思考回路から足の指先まで、全身を動かそうとしたが動かない。
霞んだ視界で周囲を観察し、霧華は自分の置かれている状況を確認する。
身動きが取れない様子で確認すると、霧華は個室の中だと把握した。
身体を冷たくしている床に頬を付け、霞んだ視界のまま目を動かす。
「……(何も、見えない)」
部屋が暗い事は把握出来るのだが、霧華は個室の広さすら把握出来ない。
視界も悪く、思考も働く様子も無い。あるのは、自分が個室に居るという事だけ。
それしか把握出来ない霧華は、身動き出来ない状態で違和感を覚えた。
「……(右腕、生えた?)」
床に身体の部位を付けながら、自分の腕があるかどうかの確認をする。
だがやはり腕があるようには感じるが、それでも違和感が拭えない感覚があった。
その感覚を確かめようとするのだが、やはり身動きが取れない状態で不可能らしい。
「……義手?」
片腕を確かに失った記憶がある中で、その可能性を呟いた。
裏社会では義手義足で過ごす人間は、決して多くは無いが見に覚えがある。
そんな過去の記憶を参照しながら、霧華は自分の身体がちゃんと動くかを確認する。
「(五感は平気っぽい。けど……右腕が動かせない)」
義手であれば、リハビリを数日しなければ筋肉が馴染まないと話を聞く。
そしてリハビリをした記憶が無い霧華は、小さく息を吐きながらゆっくりと義手を動かした。

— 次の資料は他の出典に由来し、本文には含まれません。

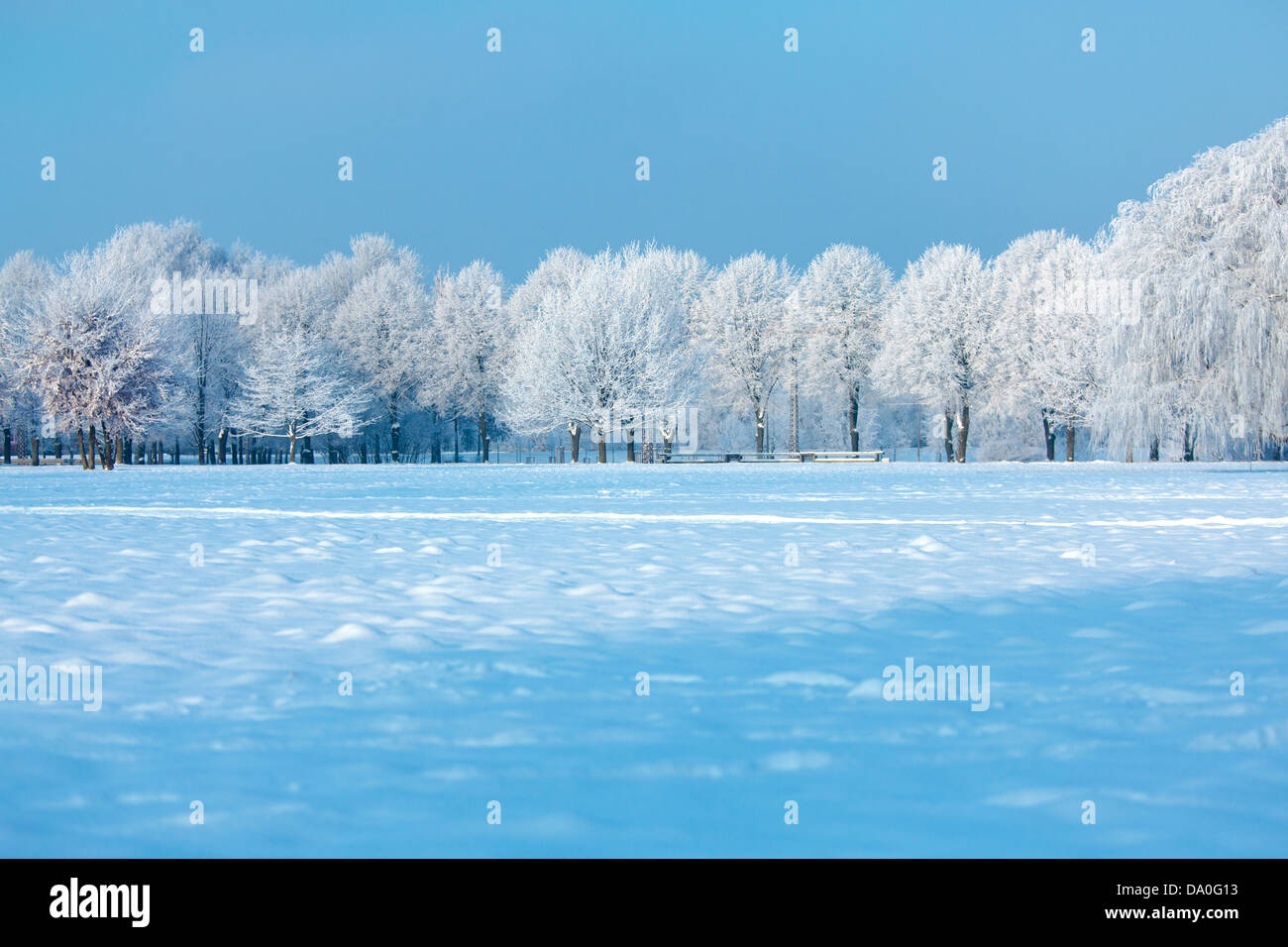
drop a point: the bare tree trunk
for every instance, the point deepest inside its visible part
(1048, 434)
(394, 434)
(794, 440)
(854, 421)
(962, 432)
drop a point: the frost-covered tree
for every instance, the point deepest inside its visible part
(472, 337)
(1203, 355)
(291, 389)
(603, 343)
(844, 292)
(742, 324)
(24, 281)
(95, 355)
(377, 325)
(1050, 294)
(540, 376)
(935, 344)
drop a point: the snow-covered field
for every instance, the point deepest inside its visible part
(494, 620)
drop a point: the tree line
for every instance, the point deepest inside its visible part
(1166, 335)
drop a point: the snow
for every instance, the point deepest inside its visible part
(493, 621)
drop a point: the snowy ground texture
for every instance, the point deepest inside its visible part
(494, 620)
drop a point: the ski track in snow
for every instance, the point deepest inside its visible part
(494, 620)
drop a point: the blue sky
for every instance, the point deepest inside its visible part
(464, 154)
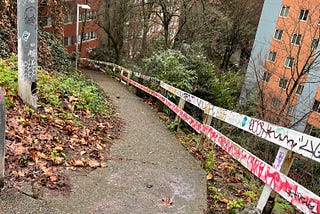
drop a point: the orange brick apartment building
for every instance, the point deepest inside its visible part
(88, 29)
(284, 69)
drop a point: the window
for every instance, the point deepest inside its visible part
(266, 76)
(289, 61)
(295, 39)
(314, 43)
(67, 41)
(316, 106)
(275, 103)
(290, 110)
(272, 56)
(284, 11)
(303, 14)
(88, 15)
(283, 82)
(89, 36)
(68, 18)
(299, 89)
(306, 67)
(278, 34)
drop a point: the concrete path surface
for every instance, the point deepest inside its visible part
(148, 164)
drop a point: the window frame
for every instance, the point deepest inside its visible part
(314, 44)
(290, 110)
(288, 63)
(303, 15)
(299, 89)
(272, 56)
(275, 103)
(296, 39)
(316, 106)
(266, 76)
(283, 82)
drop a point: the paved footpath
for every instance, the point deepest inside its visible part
(148, 165)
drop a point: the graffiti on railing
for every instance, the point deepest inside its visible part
(306, 145)
(296, 194)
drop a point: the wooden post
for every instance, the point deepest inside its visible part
(177, 119)
(207, 119)
(283, 162)
(160, 104)
(2, 137)
(27, 19)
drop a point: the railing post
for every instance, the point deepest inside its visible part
(160, 104)
(207, 119)
(283, 162)
(177, 119)
(2, 137)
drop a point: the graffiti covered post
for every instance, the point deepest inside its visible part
(2, 136)
(27, 50)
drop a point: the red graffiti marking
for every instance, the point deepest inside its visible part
(257, 127)
(297, 195)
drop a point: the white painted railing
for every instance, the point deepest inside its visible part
(288, 139)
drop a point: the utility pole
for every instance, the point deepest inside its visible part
(2, 137)
(27, 50)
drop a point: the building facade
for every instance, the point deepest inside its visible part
(283, 71)
(88, 34)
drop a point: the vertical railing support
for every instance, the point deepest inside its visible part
(27, 19)
(2, 137)
(283, 162)
(207, 119)
(177, 119)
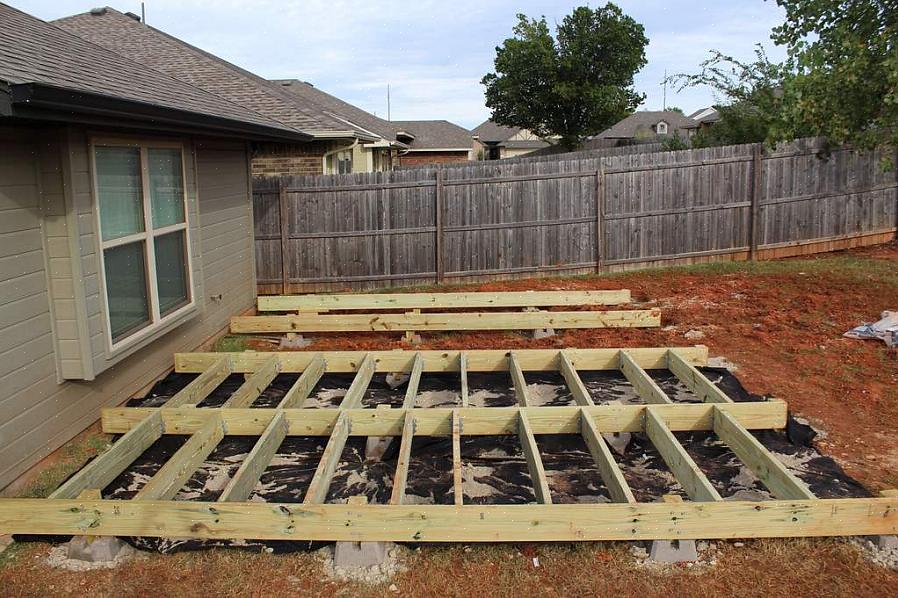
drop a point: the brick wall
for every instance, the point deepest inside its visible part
(415, 158)
(273, 159)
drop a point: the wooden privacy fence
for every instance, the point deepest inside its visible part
(591, 214)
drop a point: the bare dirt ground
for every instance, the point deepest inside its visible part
(780, 322)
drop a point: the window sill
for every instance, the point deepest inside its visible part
(111, 357)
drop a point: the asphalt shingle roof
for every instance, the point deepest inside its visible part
(158, 50)
(435, 134)
(628, 127)
(33, 51)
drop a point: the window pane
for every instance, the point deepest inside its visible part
(166, 186)
(126, 289)
(171, 272)
(119, 191)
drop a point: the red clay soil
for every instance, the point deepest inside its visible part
(781, 323)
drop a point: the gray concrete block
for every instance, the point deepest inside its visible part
(673, 551)
(95, 549)
(353, 555)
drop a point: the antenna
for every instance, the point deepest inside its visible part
(664, 93)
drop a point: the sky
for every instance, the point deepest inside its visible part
(433, 53)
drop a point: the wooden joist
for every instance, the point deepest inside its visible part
(574, 383)
(182, 465)
(405, 453)
(100, 472)
(773, 474)
(353, 397)
(483, 360)
(688, 474)
(253, 386)
(695, 381)
(411, 391)
(372, 302)
(453, 523)
(645, 386)
(410, 321)
(517, 380)
(300, 390)
(534, 462)
(478, 421)
(611, 474)
(324, 473)
(213, 373)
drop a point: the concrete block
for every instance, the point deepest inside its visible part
(673, 551)
(95, 549)
(350, 555)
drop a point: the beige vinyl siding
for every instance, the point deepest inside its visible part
(37, 413)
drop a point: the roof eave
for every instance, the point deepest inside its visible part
(46, 102)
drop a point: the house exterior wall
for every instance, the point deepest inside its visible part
(293, 159)
(45, 219)
(415, 158)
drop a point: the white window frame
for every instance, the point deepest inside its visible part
(148, 236)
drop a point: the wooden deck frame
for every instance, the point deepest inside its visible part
(445, 321)
(76, 509)
(379, 301)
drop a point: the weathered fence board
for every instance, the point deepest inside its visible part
(581, 212)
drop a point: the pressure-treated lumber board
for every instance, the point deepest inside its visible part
(211, 375)
(695, 381)
(405, 453)
(450, 523)
(300, 390)
(608, 468)
(250, 390)
(463, 371)
(100, 472)
(457, 488)
(371, 302)
(490, 360)
(353, 397)
(534, 462)
(573, 381)
(178, 469)
(256, 462)
(773, 474)
(633, 318)
(324, 473)
(414, 379)
(517, 380)
(478, 421)
(688, 474)
(645, 387)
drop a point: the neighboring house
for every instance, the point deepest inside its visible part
(497, 142)
(125, 228)
(648, 126)
(706, 117)
(433, 142)
(332, 139)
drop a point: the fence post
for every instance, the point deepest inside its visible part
(285, 237)
(438, 201)
(754, 215)
(600, 217)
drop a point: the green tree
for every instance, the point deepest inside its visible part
(845, 57)
(576, 84)
(750, 97)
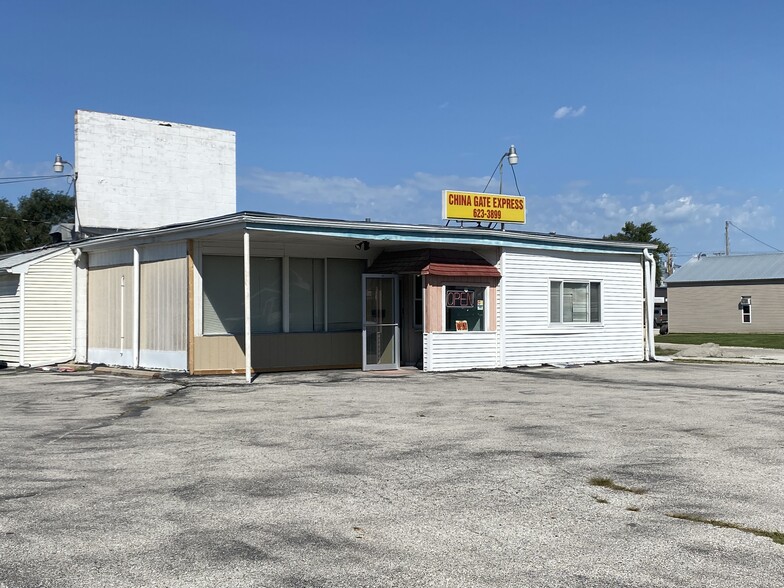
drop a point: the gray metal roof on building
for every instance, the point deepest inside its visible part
(375, 232)
(11, 260)
(730, 268)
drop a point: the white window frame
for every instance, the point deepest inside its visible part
(745, 310)
(464, 285)
(561, 322)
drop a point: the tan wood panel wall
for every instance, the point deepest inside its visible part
(434, 300)
(163, 311)
(110, 308)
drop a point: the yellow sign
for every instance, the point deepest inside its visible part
(481, 207)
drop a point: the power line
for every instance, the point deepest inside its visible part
(753, 237)
(23, 179)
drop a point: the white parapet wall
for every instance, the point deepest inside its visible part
(136, 173)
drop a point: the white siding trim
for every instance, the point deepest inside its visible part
(460, 350)
(164, 360)
(21, 318)
(9, 319)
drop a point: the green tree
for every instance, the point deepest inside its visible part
(644, 234)
(27, 225)
(11, 233)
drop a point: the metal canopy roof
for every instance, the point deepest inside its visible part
(375, 232)
(437, 262)
(732, 268)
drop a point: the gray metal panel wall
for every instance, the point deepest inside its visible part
(9, 318)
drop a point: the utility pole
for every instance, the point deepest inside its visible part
(726, 237)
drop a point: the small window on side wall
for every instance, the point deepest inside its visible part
(575, 302)
(745, 309)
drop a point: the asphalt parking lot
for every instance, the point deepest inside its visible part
(540, 477)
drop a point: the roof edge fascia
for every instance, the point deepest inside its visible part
(391, 232)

肩から指先へと順番に動かしていき、動く場所と動かない場所を感覚で覚えていく。
そんな事をしている最中、個室へと近寄る足音が耳に入って来た。
「……(足音?誰)」
足だけは動かせる事を理解した霧華は、足と壁を利用して姿勢を変える。
足音が聞こえる方へ視線を動かし、目を細めて個室の角へと背中を預ける。
その行動をしている間、霧華の視界は徐々に回復しつつあった。
やがて見えるようになった視界を見ると、同時に個室の入り口前で足音が止まった。
『……』
「……?」
明りを点けず、個室の前でただ足を止める。
姿が見えない以上、誰なのかを理解する事は出来ない。
そう思いながら霧華は、目を細めつつも耳を澄ます。
『……さま、……ですか?』
「(この声……)」
良く聞き取れなかったが、その声に見覚えがあった霧華。
その記憶を見つけた霧華は、入り口へと近付いてその声の主の名を呼んだ。
「――マリア?マリアなの?」
「お姉さま?良かった!無事なんですね」
「無事がどうか分からないけど、けど生きてはいる」
「そうですか。お姉さま、扉の前まで来れますか?鍵を渡したいので、近付いてくれませんか?」
そんな言葉を聞いた瞬間、霧華は笑みを浮かべつつも声の聞こえる方へと移動した。